Can you remember the world in 1986? Aliens, Top Gun and Labyrinth were on at the movies and brick phones weighed the same as a bag of sugar.
The Electronic Communications Privacy Act was also enacted by the United States Congress. This ancient legislation allows law enforcement to search through emails, instant messages and photos stored in the cloud once they are 180 days old.
Back then, emails stored on a third party server for six months were considered by the law to be abandoned. This allows law enforcement agencies to obtain the data with just a written statement certifying that the information is relevant to an investigation, without judicial review.
Thirty years later and business archiving requirements, cloud technology and public opinion has moved things on considerably.
Today, we are proud that approximately 16,200 organizations and millions of their employees from around the world have entrusted their email and data to Mimecast. We process more than 180 million emails per day and our customers look to us to protect them from cybercriminals, outage and unwarranted government snooping.
The new Email Privacy Act (H.R. 699), passed unanimously by the U.S. House of Representatives, will require the government to get a warrant from a judge before obtaining private communications and documents stored online.
Email has gone from being just a communication platform to probably the greatest single repository of corporate knowledge any organization holds. Almost all corporate activity, discussion or ideas touch email at some point.
Due process should apply in digital world now more than ever before.
Our customers use Mimecast to improve the security, reliability and archiving capabilities of their own email servers or primary cloud email service. We take our responsibility to protect their email and the petabytes of business information this includes very seriously.
Public opinion is on the side of fair and reasonable control of law enforcement and government in this regard to protect the right of the individual to privacy.

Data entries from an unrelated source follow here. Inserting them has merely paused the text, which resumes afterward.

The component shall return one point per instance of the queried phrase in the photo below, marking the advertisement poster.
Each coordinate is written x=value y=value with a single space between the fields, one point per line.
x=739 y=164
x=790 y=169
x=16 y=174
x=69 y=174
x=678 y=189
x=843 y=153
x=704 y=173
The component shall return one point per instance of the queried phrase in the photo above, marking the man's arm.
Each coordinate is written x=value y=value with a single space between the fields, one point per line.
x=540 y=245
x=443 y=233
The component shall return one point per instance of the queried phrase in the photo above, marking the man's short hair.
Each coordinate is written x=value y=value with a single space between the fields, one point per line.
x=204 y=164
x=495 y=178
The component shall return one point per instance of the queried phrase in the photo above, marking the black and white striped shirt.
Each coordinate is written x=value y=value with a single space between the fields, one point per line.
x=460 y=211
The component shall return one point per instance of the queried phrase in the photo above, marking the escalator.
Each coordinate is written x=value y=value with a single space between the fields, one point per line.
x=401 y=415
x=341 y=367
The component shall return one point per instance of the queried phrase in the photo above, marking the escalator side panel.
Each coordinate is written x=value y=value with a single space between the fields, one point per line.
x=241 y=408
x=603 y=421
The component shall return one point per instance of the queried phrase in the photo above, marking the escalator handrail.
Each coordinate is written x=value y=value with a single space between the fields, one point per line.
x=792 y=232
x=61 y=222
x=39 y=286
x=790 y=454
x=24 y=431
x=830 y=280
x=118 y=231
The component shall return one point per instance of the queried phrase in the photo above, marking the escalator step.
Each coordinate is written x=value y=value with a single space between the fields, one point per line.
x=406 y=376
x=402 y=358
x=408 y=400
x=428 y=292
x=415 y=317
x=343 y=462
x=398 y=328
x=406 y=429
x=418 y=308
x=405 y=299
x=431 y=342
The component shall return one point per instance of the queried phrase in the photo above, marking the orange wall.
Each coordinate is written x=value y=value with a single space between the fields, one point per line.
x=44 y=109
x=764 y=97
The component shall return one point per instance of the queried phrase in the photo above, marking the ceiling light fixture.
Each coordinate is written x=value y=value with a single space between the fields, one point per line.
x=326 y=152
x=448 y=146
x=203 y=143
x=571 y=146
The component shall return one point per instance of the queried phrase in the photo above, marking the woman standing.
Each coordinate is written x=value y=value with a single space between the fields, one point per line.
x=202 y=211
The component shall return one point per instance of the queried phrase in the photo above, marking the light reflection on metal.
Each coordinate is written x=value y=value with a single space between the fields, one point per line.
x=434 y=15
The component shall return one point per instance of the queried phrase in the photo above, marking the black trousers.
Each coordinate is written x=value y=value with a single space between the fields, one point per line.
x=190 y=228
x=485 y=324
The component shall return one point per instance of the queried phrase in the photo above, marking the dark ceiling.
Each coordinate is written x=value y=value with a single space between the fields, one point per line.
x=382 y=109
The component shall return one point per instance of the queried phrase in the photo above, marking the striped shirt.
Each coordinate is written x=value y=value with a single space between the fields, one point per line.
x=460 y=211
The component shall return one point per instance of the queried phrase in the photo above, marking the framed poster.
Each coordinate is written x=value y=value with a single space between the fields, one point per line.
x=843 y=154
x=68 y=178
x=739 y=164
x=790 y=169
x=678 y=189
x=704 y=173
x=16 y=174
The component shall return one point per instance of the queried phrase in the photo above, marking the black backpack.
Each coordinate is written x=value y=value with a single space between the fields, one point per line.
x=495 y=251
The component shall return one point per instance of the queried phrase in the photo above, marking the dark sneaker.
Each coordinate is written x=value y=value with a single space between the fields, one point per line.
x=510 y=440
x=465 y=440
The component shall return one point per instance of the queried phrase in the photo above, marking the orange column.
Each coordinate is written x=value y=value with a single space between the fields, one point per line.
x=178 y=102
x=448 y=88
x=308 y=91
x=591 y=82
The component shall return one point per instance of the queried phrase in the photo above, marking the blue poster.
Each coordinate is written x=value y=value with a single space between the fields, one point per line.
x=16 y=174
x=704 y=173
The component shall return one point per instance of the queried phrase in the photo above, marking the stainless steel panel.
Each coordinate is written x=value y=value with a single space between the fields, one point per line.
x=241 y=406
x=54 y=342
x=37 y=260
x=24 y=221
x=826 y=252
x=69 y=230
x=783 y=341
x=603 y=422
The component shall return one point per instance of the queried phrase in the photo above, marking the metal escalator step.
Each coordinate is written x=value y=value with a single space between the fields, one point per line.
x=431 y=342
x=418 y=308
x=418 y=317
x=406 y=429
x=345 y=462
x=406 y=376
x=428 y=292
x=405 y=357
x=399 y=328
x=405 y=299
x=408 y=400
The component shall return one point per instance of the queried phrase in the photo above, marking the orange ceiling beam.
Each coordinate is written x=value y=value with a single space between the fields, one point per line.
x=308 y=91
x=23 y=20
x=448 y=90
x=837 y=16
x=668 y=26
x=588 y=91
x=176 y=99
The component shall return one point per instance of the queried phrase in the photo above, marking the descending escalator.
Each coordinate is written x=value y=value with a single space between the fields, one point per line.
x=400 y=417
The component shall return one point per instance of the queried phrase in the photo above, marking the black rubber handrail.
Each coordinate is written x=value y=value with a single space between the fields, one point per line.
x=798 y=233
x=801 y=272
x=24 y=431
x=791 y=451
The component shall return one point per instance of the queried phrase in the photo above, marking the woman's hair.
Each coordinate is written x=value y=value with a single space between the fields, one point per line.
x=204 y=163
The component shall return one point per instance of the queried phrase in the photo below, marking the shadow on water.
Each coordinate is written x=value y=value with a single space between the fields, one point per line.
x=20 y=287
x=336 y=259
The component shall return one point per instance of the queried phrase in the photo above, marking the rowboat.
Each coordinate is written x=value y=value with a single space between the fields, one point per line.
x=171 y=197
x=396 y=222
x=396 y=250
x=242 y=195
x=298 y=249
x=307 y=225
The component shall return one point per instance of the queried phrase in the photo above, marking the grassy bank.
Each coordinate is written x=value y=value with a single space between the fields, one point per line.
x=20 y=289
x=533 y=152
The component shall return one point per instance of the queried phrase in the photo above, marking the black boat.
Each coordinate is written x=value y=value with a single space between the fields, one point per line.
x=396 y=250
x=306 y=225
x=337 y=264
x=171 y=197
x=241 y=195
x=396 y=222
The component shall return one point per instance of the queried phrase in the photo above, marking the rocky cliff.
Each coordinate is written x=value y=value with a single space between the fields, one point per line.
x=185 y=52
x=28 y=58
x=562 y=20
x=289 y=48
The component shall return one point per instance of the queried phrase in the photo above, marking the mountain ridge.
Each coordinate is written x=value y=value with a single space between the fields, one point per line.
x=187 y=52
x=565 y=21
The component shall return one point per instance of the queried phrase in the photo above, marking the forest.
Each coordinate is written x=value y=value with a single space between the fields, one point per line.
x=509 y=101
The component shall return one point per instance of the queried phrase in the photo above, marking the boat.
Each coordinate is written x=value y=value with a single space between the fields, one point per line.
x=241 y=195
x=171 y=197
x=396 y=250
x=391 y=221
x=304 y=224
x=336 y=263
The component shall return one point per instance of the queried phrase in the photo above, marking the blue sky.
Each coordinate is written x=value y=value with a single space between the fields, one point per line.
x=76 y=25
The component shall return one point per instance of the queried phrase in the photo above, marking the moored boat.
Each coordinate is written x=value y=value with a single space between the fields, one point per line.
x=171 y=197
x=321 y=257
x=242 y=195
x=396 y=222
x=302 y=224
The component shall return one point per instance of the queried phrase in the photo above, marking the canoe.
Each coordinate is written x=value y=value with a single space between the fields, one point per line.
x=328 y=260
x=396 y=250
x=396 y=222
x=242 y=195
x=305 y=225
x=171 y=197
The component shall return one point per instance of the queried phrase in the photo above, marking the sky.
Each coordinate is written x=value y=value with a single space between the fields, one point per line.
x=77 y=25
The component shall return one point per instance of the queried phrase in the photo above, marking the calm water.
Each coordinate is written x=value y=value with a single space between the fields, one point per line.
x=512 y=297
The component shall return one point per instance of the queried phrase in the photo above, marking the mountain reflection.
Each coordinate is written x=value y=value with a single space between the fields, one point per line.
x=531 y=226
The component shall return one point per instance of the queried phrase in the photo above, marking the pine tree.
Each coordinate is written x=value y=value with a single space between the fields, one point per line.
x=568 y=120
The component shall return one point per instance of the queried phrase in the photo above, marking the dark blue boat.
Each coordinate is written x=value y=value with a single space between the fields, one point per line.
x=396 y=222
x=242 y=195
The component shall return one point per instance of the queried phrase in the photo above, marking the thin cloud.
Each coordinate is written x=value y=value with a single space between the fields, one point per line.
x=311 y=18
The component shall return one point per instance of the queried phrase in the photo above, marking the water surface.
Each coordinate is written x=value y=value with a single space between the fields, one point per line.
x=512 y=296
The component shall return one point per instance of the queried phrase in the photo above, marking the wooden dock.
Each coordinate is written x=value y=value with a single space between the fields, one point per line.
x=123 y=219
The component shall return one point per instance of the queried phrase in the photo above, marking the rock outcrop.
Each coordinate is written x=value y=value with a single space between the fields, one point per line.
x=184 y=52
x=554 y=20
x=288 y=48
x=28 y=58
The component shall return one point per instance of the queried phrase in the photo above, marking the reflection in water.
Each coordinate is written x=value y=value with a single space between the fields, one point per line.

This is a clarion call for governments around the world to continue to modernise law-making in wake of the unstoppable rise of cloud computing services. Laws written in the analogue and desktop computing age need rethinking for the cloud era.
Email is the bedrock of modern day communication and deserves up-to-date protection enshrined in legislation. This bill is a step in the right direction to further protect citizens’ private historical data held in the cloud from unreasonable intrusion.